Michael Clayton retoma a tradição de uma certa parte de Hollywood de fazer filmes com conteúdo político, de pendor liberal. Estes filmes chegaram a criar escola, sobretudo a partir dos anos 70, e a eles sempre esteve ligado o nome de Sidney Pollack, que participa em MC como produtor e como actor. Significativamente este tipo de filmes aparece com mais frequência em fases, como a actual, de predomínio republicano e conservador.
MC organiza-se como um thriller, passado em ambiente de firmas de advogados, e tem como personagem principal um dos advogados da empresa, uma espécie de faz-tudo que assegura a ligação com os aspectos menos polidos da profissão, que tenta perceber o que se está a passar com um colega que tinha a seu cargo a defesa de uma empresa alimentar e que, de um momento para o outro, parece ter perdido o juízo.
Do ponto de vista narrativo, o filme vai dispondo as peças a pouco e pouco, o que aumenta o interesse e a curiosidade de quem vê.
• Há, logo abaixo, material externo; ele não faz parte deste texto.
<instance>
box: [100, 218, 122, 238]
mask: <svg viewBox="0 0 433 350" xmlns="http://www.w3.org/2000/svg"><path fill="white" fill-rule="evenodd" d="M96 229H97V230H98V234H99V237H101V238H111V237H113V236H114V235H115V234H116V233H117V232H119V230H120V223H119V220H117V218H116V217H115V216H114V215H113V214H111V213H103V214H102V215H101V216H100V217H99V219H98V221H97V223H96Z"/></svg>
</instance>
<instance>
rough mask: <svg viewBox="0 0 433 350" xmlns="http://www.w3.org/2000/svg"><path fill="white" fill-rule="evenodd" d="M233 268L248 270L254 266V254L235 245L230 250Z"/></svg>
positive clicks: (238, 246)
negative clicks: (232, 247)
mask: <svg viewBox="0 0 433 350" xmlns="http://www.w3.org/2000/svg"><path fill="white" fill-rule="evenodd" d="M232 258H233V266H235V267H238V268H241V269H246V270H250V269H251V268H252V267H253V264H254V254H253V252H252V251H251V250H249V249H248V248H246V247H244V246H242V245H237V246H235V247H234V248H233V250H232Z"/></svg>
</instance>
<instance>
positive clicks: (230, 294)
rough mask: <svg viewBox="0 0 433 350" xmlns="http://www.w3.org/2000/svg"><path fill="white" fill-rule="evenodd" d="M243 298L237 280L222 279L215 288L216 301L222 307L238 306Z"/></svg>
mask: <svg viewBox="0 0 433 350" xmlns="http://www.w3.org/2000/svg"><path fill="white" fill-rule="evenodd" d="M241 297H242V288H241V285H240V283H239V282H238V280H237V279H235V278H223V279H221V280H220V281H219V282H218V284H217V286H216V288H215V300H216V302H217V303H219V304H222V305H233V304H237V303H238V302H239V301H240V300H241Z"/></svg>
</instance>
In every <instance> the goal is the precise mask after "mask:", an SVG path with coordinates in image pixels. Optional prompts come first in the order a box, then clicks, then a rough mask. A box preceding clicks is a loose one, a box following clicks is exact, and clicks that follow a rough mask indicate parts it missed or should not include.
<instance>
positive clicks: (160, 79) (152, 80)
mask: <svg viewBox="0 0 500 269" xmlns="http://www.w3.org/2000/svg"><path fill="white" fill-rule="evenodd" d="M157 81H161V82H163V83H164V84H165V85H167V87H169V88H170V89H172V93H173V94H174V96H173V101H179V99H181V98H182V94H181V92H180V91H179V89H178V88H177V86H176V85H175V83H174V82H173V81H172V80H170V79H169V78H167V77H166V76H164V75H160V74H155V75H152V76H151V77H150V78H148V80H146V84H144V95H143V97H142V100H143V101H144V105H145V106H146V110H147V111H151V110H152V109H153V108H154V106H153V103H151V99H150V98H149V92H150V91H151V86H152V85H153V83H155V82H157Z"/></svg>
George Clooney, que também produz, tem aqui mais uma das suas seguras interpretações, mas os louros do casting têm de ir para os trabalhos excepcionais de Tom Wilkinson e da Tilda Swinton (que ganhou um Oscar).

Vi também The Other Boleyn Girl, a adpatação de um romance histórico que foi best seller, e que conta a história das relações entre as irmãs Bolena, Maria e Ana, com o rei Henrique VIII. Claro que não se espera de um filme destes acuidade histórica, e o seu perigo pode mesmo ser o de passar por facto aquilo que na realidade não é mais do que peripécia ficcional. Mas tirando isso, o filme é um bom divertimento, que tem a característica de ser um dos mais belos filmes em exibição, ou não tivesse as duas mais belas actrizes de cinema do momento, a Scarlett Johannson e a Natalie Portman. E com a vantagem ainda de ter o Eric Bana, rapaz por quem, confesso, de bom grado perderia a cabeça.